The London Perl and Raku Workshop takes place on 26th Oct 2024. If your company depends on Perl, please consider sponsoring and/or attending.
[This document was originally written so as to more clearly define the
specification for a fuzzy idea I had. It seems also pass as a
reasonable description of how to perform DNS tunneling and the
techinical limitations and hurdles.]

How does the DNS tunnel work?

There are three hosts involved in DNS tunneling, the client, the server, and
the DNS server. We will call these hosts A, B, and D.

The client is the box on the inside of a walled garden or other restricted
setup that does not allow the required level of Internet access. It is one
endpoint of the tunnel.

The walled garden normally provides a DNS server for clients in the walled
garden to look up names of services within the walled garden. This host will
often also perform DNS queries on the public Internet.

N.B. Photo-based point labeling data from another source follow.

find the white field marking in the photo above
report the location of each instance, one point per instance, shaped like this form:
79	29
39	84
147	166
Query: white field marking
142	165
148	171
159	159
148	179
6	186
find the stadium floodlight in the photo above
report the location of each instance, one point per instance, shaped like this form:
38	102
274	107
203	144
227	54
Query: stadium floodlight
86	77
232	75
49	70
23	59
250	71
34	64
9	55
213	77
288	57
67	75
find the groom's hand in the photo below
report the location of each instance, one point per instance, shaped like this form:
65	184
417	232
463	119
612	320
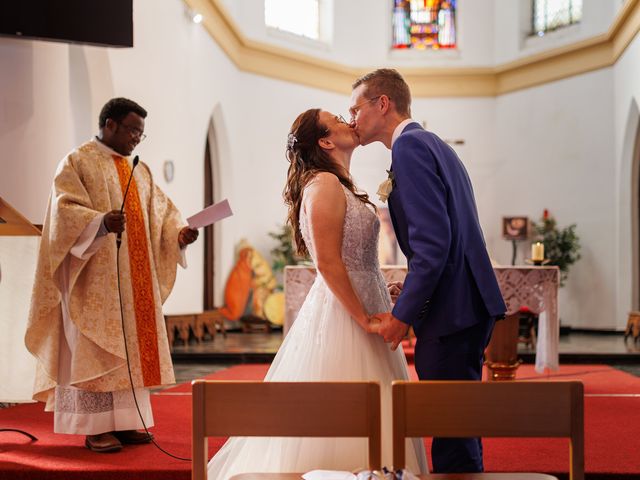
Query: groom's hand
395	288
392	329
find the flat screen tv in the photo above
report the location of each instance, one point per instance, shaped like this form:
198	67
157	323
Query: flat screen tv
94	22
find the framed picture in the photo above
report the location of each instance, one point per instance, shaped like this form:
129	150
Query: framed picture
515	228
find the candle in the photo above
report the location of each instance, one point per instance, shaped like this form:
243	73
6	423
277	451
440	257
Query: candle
537	252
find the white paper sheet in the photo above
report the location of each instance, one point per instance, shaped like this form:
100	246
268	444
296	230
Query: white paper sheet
211	214
328	475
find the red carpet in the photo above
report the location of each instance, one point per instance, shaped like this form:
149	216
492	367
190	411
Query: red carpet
612	432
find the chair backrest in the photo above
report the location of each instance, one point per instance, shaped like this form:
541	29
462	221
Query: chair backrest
489	409
284	409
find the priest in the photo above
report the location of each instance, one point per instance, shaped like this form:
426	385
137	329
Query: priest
96	325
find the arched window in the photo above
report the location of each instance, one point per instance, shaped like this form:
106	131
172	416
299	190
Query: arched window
301	17
550	15
424	24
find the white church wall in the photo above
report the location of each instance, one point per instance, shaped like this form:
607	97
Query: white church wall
626	120
554	147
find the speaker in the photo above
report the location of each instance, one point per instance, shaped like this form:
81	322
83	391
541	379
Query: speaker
93	22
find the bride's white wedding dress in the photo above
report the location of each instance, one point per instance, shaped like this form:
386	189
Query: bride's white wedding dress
326	344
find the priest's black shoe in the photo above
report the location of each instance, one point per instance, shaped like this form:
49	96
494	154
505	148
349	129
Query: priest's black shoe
103	443
133	437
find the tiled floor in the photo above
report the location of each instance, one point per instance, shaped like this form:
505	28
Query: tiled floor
197	360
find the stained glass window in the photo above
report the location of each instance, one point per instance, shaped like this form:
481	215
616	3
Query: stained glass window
552	14
301	17
424	24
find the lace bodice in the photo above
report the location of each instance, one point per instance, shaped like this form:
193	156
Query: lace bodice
359	237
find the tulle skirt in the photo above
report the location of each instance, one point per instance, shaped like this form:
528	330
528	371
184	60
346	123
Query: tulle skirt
326	344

The server is a host on the outside. It acts as an authoritative DNS server
and participates in the public Internet's DNS by having appropriate NS
records pointing at it.

When A wants to send an IP packet to B, it will encode the IP packet into a
DNS name. This name will be within the domain that B is authoritative
for. It will then send a TXT query for that name to D. As D is a recursive
resolver, it will (after following the DNS delegation chain) ask B. B then
decodes the DNS name to extract the packet.

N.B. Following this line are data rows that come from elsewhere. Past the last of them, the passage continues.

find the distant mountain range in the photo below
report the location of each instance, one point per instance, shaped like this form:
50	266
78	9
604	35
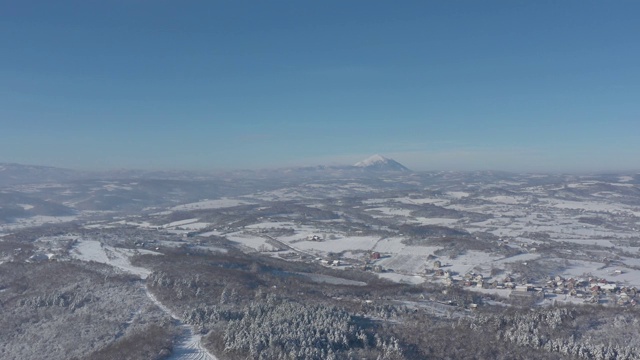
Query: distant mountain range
14	174
381	163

The encoded DNS hostname has to fall within the usual conventions for DNS
queries. Since it is not an A, MX or NS query, the limitations on characters
in hostnames as per RFC822 and HOSTS.TXT formats does not apply, but the
limitations on name length, DNS packet size (512 bytes) and length of a
component do apply.

A scheme that fits the requirements is one where the packet is base64
encoded, a period inserted every 31 characters, and the DNS domain appended.
The MTU is usually around 150-160 characters.

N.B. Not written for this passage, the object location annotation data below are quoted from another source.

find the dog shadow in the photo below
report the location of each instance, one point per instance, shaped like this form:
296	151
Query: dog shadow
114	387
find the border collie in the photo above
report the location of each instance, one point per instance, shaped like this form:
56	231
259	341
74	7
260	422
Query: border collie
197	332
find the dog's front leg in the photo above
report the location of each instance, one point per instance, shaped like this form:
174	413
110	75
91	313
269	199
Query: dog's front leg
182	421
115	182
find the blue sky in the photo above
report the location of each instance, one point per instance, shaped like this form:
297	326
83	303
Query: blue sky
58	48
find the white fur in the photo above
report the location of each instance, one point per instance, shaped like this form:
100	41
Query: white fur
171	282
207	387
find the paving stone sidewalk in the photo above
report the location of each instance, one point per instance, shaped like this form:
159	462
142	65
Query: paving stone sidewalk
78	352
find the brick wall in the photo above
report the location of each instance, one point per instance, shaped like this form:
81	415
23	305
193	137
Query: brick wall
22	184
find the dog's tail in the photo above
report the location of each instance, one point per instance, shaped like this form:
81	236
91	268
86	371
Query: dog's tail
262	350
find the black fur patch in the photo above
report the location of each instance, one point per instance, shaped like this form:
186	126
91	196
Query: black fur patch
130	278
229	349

Host D is going to expect a response to the DNS query. Thus, B has to
respond to it within a reasonable timeout. Assuming D is running BIND, this
means that D has to receive a reply to a query within five seconds of D
sending it. This would imply that B has about 1-2 seconds to decide what to
return - this provides a return channel.

When B wants to send an IP packet to A, it will encode the IP packet into a
TXT response and return that to D in response to a previous DNS query. D
will then return it to A.

The encoded DNS hostname has to fall within the usual conventions for DNS
responses. The important one is the size of the DNS response, which as the
response contains the DNS query, will be reduced in size by the size of any
query it might be responding to.

A scheme that fits the requirements is one where the packet is base64
encoded. The MTU is slightly more than for the forward channel, but for
sanity should probably be kept the same.

This boils down to A being able to send packets to B as often as it likes,
but B can only send packets to A in response to a packet sent from A, and B
has to send packets to A in response to a packet from A, even if it has
nothing to say.

As it happens, TCP handshaking will mostly ensure this works. A will send a
query (e.g. a HTTP request) and B will reply (with the web page). TCP flow
control will ensure there's packets being bounced both ways even when
traffic is only flowing one way down a TCP connection.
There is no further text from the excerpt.